Something borrowed, nothing gained

However, lawyer Stewart Levitt of Levitt Robinson, who is running a separate Storm class action representing about 300 victims, said in The Australian that the settlement represented a “disgraceful surrender” by ASIC.

He told the national broadsheet that Storm victims wanted to see justice rather than receive a settlement which amounted to “two-fifths of nothing” when compared with the actual losses suffered.

While it has been widely reported that the regulator will compensate up to 55 per cent of the money lost by investors, Levitt makes the point that investors introduced to Storm via the CBA would not recover 55 per cent of all money they lost, but just 55 per cent of the money that was borrowed from the bank in the form of margin loans to invest in Storm.

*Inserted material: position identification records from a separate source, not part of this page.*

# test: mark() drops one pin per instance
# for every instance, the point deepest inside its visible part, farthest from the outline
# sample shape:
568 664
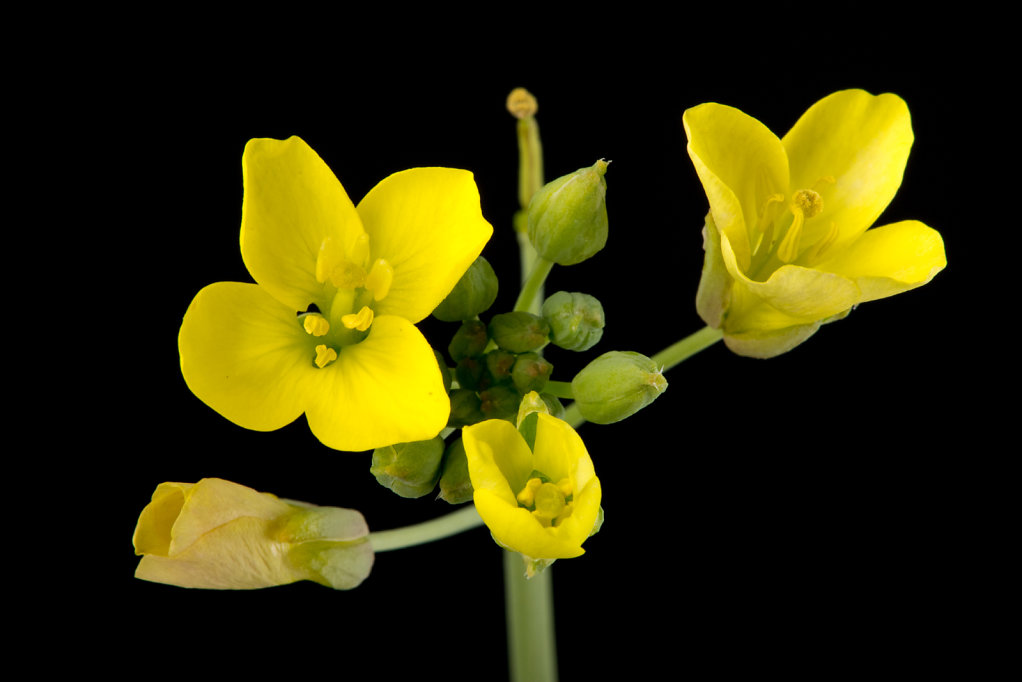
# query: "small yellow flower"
787 241
328 329
543 502
218 535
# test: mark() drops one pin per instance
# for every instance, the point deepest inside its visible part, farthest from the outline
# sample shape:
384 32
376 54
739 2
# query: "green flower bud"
499 364
575 320
616 385
473 293
465 408
553 404
499 402
445 370
519 331
456 487
468 341
410 469
530 372
567 218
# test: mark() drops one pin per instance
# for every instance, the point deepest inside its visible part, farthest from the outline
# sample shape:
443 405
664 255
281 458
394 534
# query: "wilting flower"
787 241
328 329
218 535
542 501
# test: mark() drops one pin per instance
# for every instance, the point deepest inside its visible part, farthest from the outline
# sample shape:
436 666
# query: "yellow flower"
542 502
787 241
218 535
328 330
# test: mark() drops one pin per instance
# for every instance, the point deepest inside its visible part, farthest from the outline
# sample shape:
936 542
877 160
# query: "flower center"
779 236
352 288
549 502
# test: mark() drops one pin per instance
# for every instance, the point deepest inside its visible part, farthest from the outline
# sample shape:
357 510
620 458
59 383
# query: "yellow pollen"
808 200
361 320
324 356
316 325
379 279
526 497
549 503
804 203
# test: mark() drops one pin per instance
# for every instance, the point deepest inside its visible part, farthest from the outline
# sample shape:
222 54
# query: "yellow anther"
550 503
316 324
521 103
324 355
804 203
379 279
361 320
526 497
808 201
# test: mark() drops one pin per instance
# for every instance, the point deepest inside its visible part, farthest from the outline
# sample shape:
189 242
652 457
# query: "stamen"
379 279
324 356
804 203
809 201
526 497
550 503
316 324
361 320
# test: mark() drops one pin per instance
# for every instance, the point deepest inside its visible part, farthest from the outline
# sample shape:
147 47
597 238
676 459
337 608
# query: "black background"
806 514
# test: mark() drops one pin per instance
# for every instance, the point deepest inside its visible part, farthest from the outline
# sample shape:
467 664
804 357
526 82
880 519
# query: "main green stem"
529 610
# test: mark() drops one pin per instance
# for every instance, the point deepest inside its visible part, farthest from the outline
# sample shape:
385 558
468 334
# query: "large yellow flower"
328 330
542 501
787 240
218 535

“This doesn’t cover any of the investor’s savings, any of their superannuation benefits or any money they were encouraged to borrow against their homes to invest in Storm,” Levitt told The Australian.

Fill the breach

Claire Wivell Plater, managing director of The Fold Legal, told Professional Planner Online it was unfair for the banks to take all the blame.

“While it is entirely appropriate that the victims of the Storm debacle are compensated to the greatest extent possible to ease the personal and financial havoc to which they have been subjected, one can’t help but feel a little sorry for the banks,” she said.

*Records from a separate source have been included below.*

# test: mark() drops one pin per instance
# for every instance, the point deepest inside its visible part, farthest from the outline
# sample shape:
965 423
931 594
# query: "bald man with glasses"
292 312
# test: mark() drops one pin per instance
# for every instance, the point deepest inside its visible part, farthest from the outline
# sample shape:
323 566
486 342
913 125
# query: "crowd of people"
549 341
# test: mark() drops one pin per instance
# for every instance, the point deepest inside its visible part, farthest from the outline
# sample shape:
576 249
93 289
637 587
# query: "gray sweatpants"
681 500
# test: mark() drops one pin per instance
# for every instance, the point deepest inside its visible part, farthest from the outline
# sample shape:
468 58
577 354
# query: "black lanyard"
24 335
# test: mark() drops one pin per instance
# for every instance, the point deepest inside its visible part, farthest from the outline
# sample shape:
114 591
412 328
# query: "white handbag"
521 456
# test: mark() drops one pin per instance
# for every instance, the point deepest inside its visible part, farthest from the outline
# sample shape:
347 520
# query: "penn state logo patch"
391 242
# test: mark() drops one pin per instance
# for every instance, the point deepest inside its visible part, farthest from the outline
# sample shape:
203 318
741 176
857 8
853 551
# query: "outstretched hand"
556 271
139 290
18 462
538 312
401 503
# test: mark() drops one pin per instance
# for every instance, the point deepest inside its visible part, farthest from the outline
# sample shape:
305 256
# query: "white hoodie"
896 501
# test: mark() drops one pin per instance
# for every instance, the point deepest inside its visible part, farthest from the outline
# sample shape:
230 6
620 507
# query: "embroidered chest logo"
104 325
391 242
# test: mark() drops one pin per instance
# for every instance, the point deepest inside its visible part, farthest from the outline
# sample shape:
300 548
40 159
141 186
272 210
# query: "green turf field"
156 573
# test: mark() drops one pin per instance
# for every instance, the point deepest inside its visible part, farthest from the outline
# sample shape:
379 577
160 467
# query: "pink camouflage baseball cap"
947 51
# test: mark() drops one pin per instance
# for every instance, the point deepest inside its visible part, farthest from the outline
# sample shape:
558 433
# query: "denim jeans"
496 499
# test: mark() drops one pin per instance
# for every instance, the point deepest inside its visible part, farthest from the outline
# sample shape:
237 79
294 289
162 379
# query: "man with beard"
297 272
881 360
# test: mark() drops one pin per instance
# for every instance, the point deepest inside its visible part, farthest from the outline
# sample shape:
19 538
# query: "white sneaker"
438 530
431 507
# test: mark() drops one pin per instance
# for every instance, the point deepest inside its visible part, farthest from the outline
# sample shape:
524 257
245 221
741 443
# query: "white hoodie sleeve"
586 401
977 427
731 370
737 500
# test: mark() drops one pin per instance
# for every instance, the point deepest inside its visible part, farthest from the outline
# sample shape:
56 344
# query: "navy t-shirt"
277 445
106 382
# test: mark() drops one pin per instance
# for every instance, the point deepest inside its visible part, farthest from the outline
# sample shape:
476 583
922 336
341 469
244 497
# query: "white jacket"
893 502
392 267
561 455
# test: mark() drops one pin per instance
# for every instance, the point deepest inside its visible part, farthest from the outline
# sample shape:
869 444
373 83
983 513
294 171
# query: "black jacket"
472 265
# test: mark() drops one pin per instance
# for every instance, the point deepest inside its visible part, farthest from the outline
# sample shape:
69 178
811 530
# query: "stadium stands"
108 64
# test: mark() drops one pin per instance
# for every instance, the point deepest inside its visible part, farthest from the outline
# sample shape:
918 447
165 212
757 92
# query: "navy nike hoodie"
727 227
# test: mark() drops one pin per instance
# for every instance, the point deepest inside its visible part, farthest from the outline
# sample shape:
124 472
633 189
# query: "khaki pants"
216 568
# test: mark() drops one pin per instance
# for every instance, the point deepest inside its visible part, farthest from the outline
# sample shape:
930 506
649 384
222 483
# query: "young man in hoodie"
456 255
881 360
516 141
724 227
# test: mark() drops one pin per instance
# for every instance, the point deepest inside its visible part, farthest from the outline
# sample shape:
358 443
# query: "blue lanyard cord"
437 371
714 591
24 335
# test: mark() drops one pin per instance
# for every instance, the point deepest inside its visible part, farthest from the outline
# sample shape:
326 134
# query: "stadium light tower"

“Storm’s assets and professional indemnity insurance were never going to be adequate to compensate the afflicted investors. So, there’s really no alternative but to call on the banks’ deep pockets to fill the breach.”

Wivell Plater believes that the regulator had little choice but settle the matter as quickly as possible.

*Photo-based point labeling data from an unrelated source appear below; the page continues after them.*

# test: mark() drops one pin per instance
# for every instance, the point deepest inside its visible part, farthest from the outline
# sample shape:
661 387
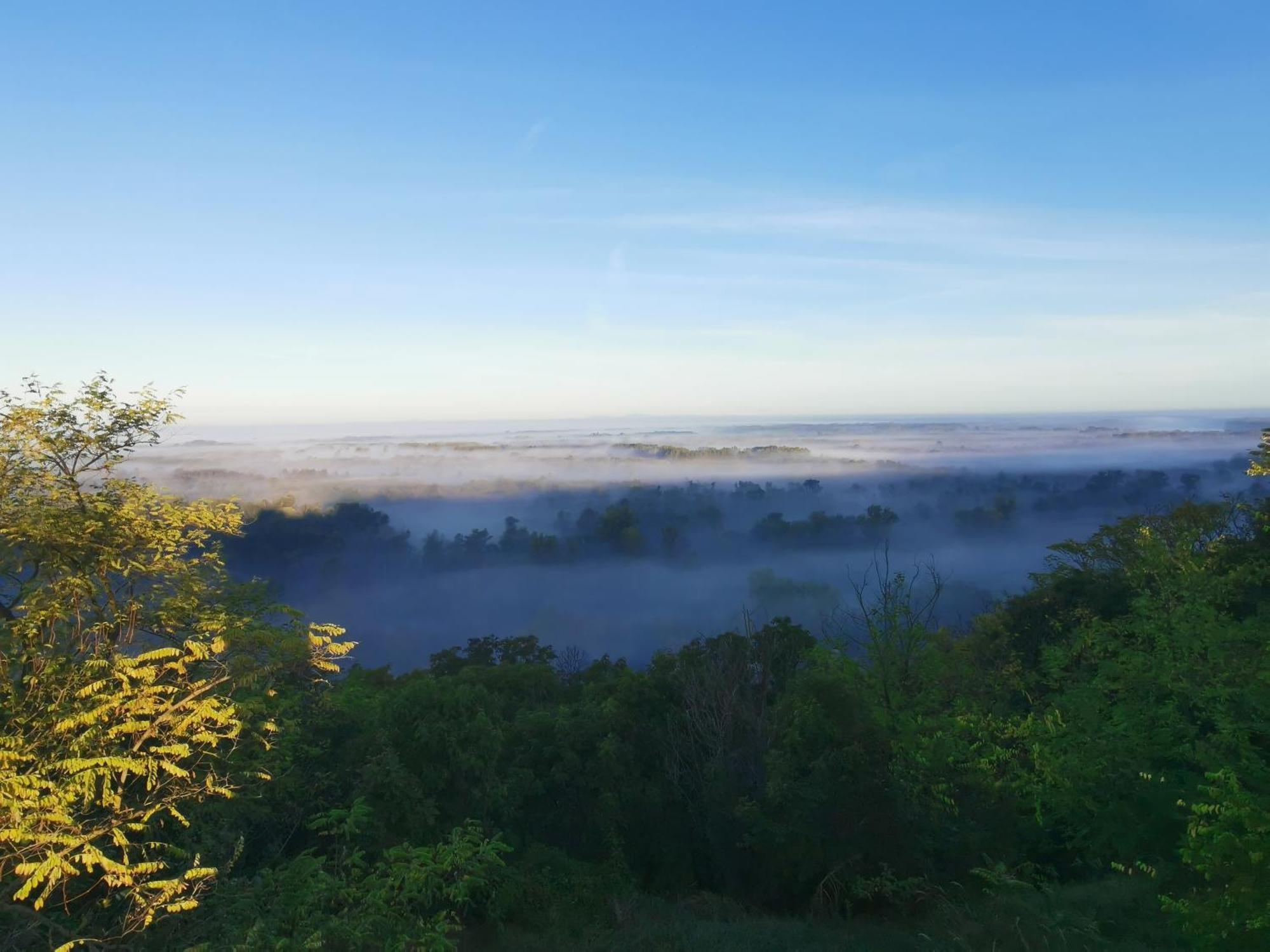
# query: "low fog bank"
323 465
777 527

“Regardless of the strength of ASIC’s case against the banks, defending the litigation was always going to be an expensive exercise. No matter how many millions have and will be spent, the legal costs are likely to pale into insignificance against the adverse publicity as the banks’ internal workings are pawed over on a daily basis as the case unfolds,” she said.

“And given that a large part of the case would be about inappropriate lending, perhaps it’s not surprising that CBA has settled early. The coincident timing of the court case with CBA’s ‘can’ campaign lends itself to endless opportunities for parody.”

 

2 comments on “Storm settlement: CBA to carry the can”
    Avatar
    Robert E Dawson

    I agree with Allan’s comments, for over 20 years I know of professional advisers who have complained constantly about this particular individual’s business practices only to be ignored by ASIC, NCSC, ALA and FPA. etc. Yes all parties share responsibility but shouldn’t ASIC pay the most for their incompetence in allowing this fraud and greed to fester for so long?

    Avatar
    allan wilson

    Always lovely to hear from ASIC and the lawyers getting kudos and lots of money but no action against the perpetrators of the scheme and no acceptance by the plaintiffs that they were greedy. I have yet to see one person show how they were tortured to induce them to mortgage their homes having spent a lifetime paying them off. When will people accept responsibility for their own actions rather than always looking for somebody to blame.